There were two beats, and then I said (about the second group), ‘they were people who had assimilated fully’. And he smiled and said ‘yes, that’s the word that went through my head’.
Now, I have thought of that word a lot. It has gone round and round in my head for a looooong time. At one stage, I even thought that it was the goal of my whole life. But I realise now why it is so problematic.
You see, to go back to the original metaphor here, the different identities in me are like countries separated by a river. And the different countries are fully populated, and exist in connection with other people who share those countries. I am able to converse with people in isiZulu, isiXhosa, English, Afrikaans and French. And I have access to the museums of Latin and Ancient Greek whenever I have need. And there are fully functional bridges between the different countries, and I have spent a significant portion of my life showing people the bridges and helping them to cross between them. But I have never given one of them up in favour of another. I have never forsaken one authentic identity for another.

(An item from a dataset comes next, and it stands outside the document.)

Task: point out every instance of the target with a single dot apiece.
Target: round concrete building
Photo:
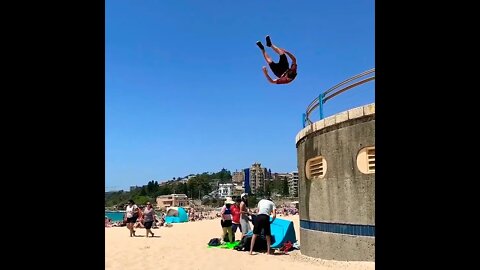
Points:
(336, 170)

The way I explained it to my therapist is that, even though I am completely fluent in isiZulu, I am not the sort of person to go an wear ibheshu and isinene, or to marry polygamously. Since I am an atheist, I am also not the sort of person to venerate the ancestors in any way other than to remember them, or in recognition of the important metaphorical role that they play in the cultures I inhabit.
I have not assimilated. I am multi-faceted, but I am still not going to give up one side of the bridge in favour of another.
So the end of the session involved me contemplating authenticity and identity, and what it means to assimilate. There are some PoCs who have assimilated to English and lost their foot in the land of isiNtu. And there are many White people who have only ever gawked at the land of isiNtu across the river, despite many fords and bridges existing for them, and who are content to keep that other land as an object of voyeuristic curiosity. Each of these sets of people react aggressively when challenged about this, and sometimes defensively when they perceive that someone has somehow managed to maintain their residence of many different lands, as I have.
So, you know, build bridges and maintain them. Otherwise you will only ever have a life on one side, and be excluded from the wonder on the other side of the rivers that divide us.